Todo tiene un límite. Llega un momento en que, a falta de sensatez, conocimientos y sentido de gobierno, la vuelta de tuerca debe llegar, necesariamente, desde los grupos organizados de la sociedad. Mientras más precisa sea esa vuelta de tuerca se deben esperar mejores resultados. Es una última opción, antes de emprender el camino hacia las opciones violentas del hartazgo social.
Y es que, mientras todas las “instituciones” al servicio del perverso “dedo de Los Pinos” se habían desgañitado a los cuatro vientos para gritar insensateces, como el rechazo a priori de “la negociación educativa” si no se aceptaban tenebrosas e inexplicadas condiciones, hoy dan marcha atrás ante la tensión social que provocaron a base de ignorancia, tozudez y gran soberbia.
“Diálogo sí, pero sin poner en el mismo a la reforma educativa”, habían dicho desde Oso…rio Chong, el niño ñoño Nuño, los partiditos satélites, las cámaras de un Congreso paniaguado y, haciendo eco, los habituales textoservidores… Cerrando así las opciones que plantea desde el inicio una disposición a dialogar.

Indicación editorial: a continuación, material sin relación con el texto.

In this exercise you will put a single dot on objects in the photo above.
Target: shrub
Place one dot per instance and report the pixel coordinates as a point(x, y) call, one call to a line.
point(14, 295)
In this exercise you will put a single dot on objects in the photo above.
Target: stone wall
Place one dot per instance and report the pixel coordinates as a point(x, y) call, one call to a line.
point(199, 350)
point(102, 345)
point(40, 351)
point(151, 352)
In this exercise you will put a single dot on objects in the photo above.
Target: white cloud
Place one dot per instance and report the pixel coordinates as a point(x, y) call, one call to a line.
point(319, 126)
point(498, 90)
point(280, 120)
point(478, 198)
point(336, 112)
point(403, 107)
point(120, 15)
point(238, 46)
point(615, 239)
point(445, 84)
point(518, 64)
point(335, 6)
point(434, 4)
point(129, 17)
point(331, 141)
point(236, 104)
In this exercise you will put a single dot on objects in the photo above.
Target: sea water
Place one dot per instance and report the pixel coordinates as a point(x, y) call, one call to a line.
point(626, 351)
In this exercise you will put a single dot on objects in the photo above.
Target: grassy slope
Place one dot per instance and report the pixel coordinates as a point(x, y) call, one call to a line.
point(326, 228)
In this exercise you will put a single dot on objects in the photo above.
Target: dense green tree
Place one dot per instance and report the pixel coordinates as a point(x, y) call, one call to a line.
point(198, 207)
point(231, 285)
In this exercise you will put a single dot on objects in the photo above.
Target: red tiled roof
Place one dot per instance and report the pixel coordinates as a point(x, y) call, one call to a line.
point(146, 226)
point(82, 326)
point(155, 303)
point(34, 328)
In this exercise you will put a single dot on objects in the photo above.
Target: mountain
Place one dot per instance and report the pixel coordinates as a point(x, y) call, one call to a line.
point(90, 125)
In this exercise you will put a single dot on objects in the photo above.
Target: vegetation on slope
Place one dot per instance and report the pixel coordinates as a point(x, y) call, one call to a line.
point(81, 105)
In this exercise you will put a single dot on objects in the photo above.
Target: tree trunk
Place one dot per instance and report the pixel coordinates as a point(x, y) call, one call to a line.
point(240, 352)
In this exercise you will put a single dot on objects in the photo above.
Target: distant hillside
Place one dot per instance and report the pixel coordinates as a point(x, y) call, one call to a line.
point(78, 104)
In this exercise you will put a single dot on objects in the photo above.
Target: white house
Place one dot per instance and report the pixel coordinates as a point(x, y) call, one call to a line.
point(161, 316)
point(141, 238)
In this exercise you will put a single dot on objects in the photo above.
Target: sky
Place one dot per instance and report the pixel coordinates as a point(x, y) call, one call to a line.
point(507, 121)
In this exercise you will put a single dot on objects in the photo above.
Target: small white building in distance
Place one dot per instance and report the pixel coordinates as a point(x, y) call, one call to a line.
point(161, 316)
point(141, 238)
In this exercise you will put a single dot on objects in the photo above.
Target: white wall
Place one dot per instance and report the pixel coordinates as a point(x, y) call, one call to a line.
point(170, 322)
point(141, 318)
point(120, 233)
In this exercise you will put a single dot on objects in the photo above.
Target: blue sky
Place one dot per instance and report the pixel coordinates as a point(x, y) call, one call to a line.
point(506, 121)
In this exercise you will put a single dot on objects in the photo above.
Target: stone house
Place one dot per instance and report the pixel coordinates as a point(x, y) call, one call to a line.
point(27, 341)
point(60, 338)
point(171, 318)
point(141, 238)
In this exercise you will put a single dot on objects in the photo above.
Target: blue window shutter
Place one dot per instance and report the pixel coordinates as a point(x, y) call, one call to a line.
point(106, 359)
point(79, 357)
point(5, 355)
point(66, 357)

Y se empeñan en la privatización de lo que queda

Todo mundo sabía que no se trataba de alguna evaluación seria: la divisa era la mansedumbre, la sumisión y la incondicionalidad. Los maestros pasaban el famoso examen de evaluación con solo presentarse ante los verdugos. Nadie podía explicarles qué es lo que se evaluaba, en cuanto a los contenidos pedagógicos o de conocimientos. Toda una farsa.
El caprichato gobernante, empeñado en la privatización de la salud, la educación y casi todos los servicios públicos esenciales creyó que podía sustituir a la CNTE en las aplicaciones injustas de la llamada “evaluación educativa” (cuyos contenidos nadie conoce), utilizando como peones de brega a los venales dirigentes del oficialista SNTE, que cada vez representa menos el sentir de la mayoría magisterial.
Porque cada vez que abre la boca el inefable Juan Díaz de la Torre, “líder” del SNTE, lo hace por consigna. Solo para defender sus negocios, sus cuotas y sus cuates. No se le conoce alguna opinión en favor de la mayoría disidente que también “le entra” con sus aportaciones.
Y, como tenía que ser, el tiro les salió por la culata a los “experimentados” evaluadores, que nunca han aprobado un solo examen de conocimientos, ni de habilidad, en sus vidas. Tendrán que pasar otra vergüenza en las mesas: perder las discusiones ante los profesores de la CNTE, que de eso saben más de lo que los fruncionarios creen.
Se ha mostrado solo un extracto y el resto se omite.